This issue tracker has been migrated to GitHub, and is currently read-only.
For more information, see the GitHub FAQs in the Python's Developer Guide.

classification
Title: Python breaks OS' append guarantee on file writes
Type: behavior Stage: resolved
Components: None Versions: Python 2.7
process
Status: closed Resolution: not a bug
Dependencies: Superseder:
Assigned To: Nosy List: bsdphk, jcea, neologix, pitrou, r.david.murray, schmir
Priority: normal Keywords:

Created on 2012-08-18 20:19 by bsdphk, last changed 2022-04-11 14:57 by admin. This issue is now closed.

Messages (10)
msg168528 - (view) Author: Poul-Henning Kamp (bsdphk) Date: 2012-08-18 20:19
When a file is opened in append mode, the operating system guarantees that all write(2) system calls atomically appended their payload to the file.

At least on FreeBSD, Python breaks this guarantee, by chopping up large writes into multiple write(2) syscalls to the OS.

Try running this program using ktrace/truss/strace or a similar system-call tracing facility:

   fo = open("/tmp/_bogus", "ab", 0)
   fo.write(bytearray(1024*1024))
   fo.close()

Instead of one single megabyte write, I see 1024 kilobyte writes.

(BTW: Why only one kilobyte ? That is an incredible pessimisation these days...)

I leave it to the python community to decide if this should be fixed, or merely pointed out in documentation (os.write() is a workaround)
msg168529 - (view) Author: Antoine Pitrou (pitrou) * (Python committer) Date: 2012-08-18 20:22
> When a file is opened in append mode, the operating system guarantees
> that all write(2) system calls atomically appended their payload to the 
> file.

Does it? I don't see such strong guarantees in http://pubs.opengroup.org/onlinepubs/9699919799/functions/write.html

In any case, Python 2 uses fwrite() not write(), so it may be the explanation. Do you observe the same behaviour when using io.open() instead of open()?

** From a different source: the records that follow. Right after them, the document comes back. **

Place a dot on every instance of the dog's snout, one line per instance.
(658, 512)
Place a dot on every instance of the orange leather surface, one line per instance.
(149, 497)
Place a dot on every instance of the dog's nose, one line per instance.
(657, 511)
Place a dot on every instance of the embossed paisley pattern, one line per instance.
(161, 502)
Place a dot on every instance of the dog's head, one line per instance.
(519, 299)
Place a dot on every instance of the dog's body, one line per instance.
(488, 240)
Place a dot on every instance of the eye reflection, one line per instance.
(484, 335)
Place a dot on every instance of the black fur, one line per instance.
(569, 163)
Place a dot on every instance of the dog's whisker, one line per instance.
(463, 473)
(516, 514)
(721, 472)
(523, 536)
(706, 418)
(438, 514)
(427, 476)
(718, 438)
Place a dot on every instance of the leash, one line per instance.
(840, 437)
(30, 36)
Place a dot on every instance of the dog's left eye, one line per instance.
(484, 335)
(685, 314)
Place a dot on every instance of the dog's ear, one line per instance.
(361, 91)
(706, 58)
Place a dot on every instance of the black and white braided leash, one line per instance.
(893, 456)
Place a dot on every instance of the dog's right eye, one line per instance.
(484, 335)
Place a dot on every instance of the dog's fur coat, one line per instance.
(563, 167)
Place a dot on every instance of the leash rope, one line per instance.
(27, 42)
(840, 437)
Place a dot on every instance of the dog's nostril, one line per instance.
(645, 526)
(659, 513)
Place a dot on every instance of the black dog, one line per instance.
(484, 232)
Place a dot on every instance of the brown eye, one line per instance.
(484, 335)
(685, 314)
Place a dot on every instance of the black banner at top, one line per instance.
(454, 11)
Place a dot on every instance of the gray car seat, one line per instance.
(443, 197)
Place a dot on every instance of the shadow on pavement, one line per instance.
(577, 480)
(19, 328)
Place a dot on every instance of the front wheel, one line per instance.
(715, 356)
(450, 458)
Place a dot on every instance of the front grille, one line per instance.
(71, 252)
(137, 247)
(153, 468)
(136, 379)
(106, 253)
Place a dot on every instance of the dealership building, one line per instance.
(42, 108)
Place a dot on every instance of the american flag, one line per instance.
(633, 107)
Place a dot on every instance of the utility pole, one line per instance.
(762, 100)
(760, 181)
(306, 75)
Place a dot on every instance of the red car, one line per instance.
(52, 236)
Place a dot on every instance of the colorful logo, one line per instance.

(io.open() is the Python 3 IO stack backported to Python 2)
msg168530 - (view) Author: Poul-Henning Kamp (bsdphk) Date: 2012-08-18 20:24
Yes, it does:

If the O_APPEND flag of the file status flags is set, the file offset shall be set to the end of the file prior to each write and no intervening file modification operation shall occur between changing the file offset and the write operation.
msg168531 - (view) Author: Antoine Pitrou (pitrou) * (Python committer) Date: 2012-08-18 20:25
Ah, sorry. I was stupidly looking for "atomic" and only found the pipe-specific remarks.
(the other points remain, though :-))
msg168532 - (view) Author: Poul-Henning Kamp (bsdphk) Date: 2012-08-18 20:30
I have not tried io.open(), nor would I suspect most users would realize that they needed to do so, in order to get the canonical behaviour from an operation called "write" on a file opened in "append" mode.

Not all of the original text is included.